Genotype-Phenotype Integration through Machine Learning and Personalized Gene Regulatory Networks for Cancer Metastasis Prediction

TL;DR

Metastasis prediction remains challenging across cancer types and resource settings. The authors combine traditional ML benchmarks on CCLE expression data with personalized gene regulatory networks generated via PANDA and LIONESS, feeding these into a Graph Attention Network v2 to capture patient-specific regulatory patterns. XGBoost achieved the strongest performance (AUROC ≈ 0.705), while the GNN reached AUROC ≈ 0.642, illustrating complementary strengths and the limited topology signal in this dataset. The framework demonstrates feasibility for low-cost pancancer screening and provides a dual population- and patient-level approach to precision oncology that can guide resource allocation and future multiomics integration.

Abstract

Metastasis is the leading cause of cancer-related mortality, yet most predictive models rely on shallow architectures and neglect patient-specific regulatory mechanisms. Here, we integrate classical machine learning and deep learning to predict metastatic potential across multiple cancer types. Gene expression profiles from the Cancer Cell Line Encyclopedia were combined with a transcription factor-target prior from DoRothEA, focusing on nine metastasis-associated regulators. After selecting differential genes using the Kruskal-Wallis test, ElasticNet, Random Forest, and XGBoost models were trained for benchmarking. Personalized gene regulatory networks were then constructed using PANDA and LIONESS and analyzed through a graph attention neural network (GATv2) to learn topological and expression-based representations. While XGBoost achieved the highest AUROC (0.7051), the GNN captured non-linear regulatory dependencies at the patient level.

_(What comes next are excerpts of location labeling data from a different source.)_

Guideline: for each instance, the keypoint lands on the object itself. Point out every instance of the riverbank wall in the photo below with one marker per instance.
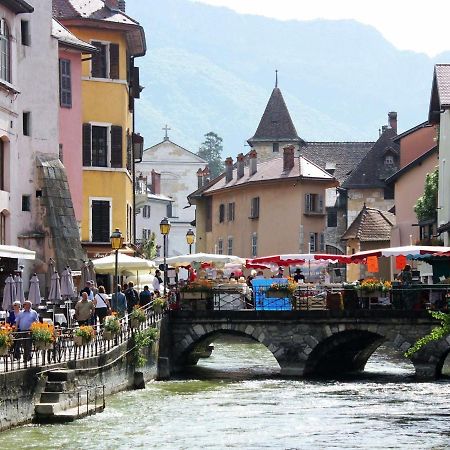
(20, 390)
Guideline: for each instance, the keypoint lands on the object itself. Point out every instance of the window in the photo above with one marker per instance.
(230, 215)
(254, 208)
(313, 203)
(316, 242)
(100, 220)
(26, 123)
(102, 146)
(221, 213)
(332, 218)
(5, 55)
(105, 63)
(146, 211)
(230, 245)
(26, 206)
(65, 84)
(25, 32)
(254, 245)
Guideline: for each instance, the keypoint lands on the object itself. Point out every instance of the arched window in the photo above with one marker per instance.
(5, 72)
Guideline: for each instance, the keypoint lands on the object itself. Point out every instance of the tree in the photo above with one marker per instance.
(425, 208)
(211, 151)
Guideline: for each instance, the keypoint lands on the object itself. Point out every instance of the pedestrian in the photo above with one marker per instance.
(145, 297)
(119, 302)
(84, 309)
(157, 282)
(132, 297)
(102, 305)
(23, 323)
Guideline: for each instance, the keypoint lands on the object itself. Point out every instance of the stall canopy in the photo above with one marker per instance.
(127, 265)
(12, 251)
(410, 251)
(200, 258)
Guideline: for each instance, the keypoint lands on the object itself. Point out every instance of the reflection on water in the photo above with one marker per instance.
(236, 399)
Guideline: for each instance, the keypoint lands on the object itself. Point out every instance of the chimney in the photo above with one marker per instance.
(240, 166)
(156, 182)
(253, 162)
(288, 158)
(392, 120)
(228, 169)
(199, 178)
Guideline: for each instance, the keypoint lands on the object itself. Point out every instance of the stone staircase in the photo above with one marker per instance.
(64, 401)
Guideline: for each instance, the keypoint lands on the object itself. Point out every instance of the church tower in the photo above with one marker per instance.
(276, 129)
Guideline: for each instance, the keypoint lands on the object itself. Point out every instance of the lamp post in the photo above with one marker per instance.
(164, 227)
(116, 240)
(190, 239)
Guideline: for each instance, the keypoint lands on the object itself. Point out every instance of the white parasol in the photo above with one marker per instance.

These results demonstrate that combining traditional machine learning with graph-based deep learning enables a scalable and interpretable framework for metastasis risk prediction in precision oncology.

Figures (14)

• Figure 1: Sample count by class and class distribution. The bar plot (top) and pie chart (bottom) show that the dataset contains 926 primary samples (63.7%), 515 metastatic samples (35.4%), 1 recurrent sample (0.1%), and 11 samples with unknown classification (0.8%).
• Figure 2: Workflow of the proposed analysis framework. Gene expression profiles were analyzed using two complementary approaches: (1) expression-only machine learning models (XGBoost, ElasticNet, Random Forest) for metastasis classification, serving both as benchmarks for GNN performance and for assessing feasibility in low-resource settings; (2) Graph neural networks are trained on personalized gene regulatory networks. These networks are generated by integrating TF-target data with expression data using the PANDA and LIONESS algorithms.
• Figure 3: Overview of the LIONESS framework. Figure adapted from Kuijjer et al. (2019)lioness.
• Figure 4: Results section overview.
• Figure 5: Volcano plot of genome-wide differential expression. Volcano plot comparing metastatic and primary samples. Most genes reached statistical significance (p $<$ 0.05), with subsets showing consistent upregulation or downregulation in metastatic samples, suggesting the presence of systematic expression differences.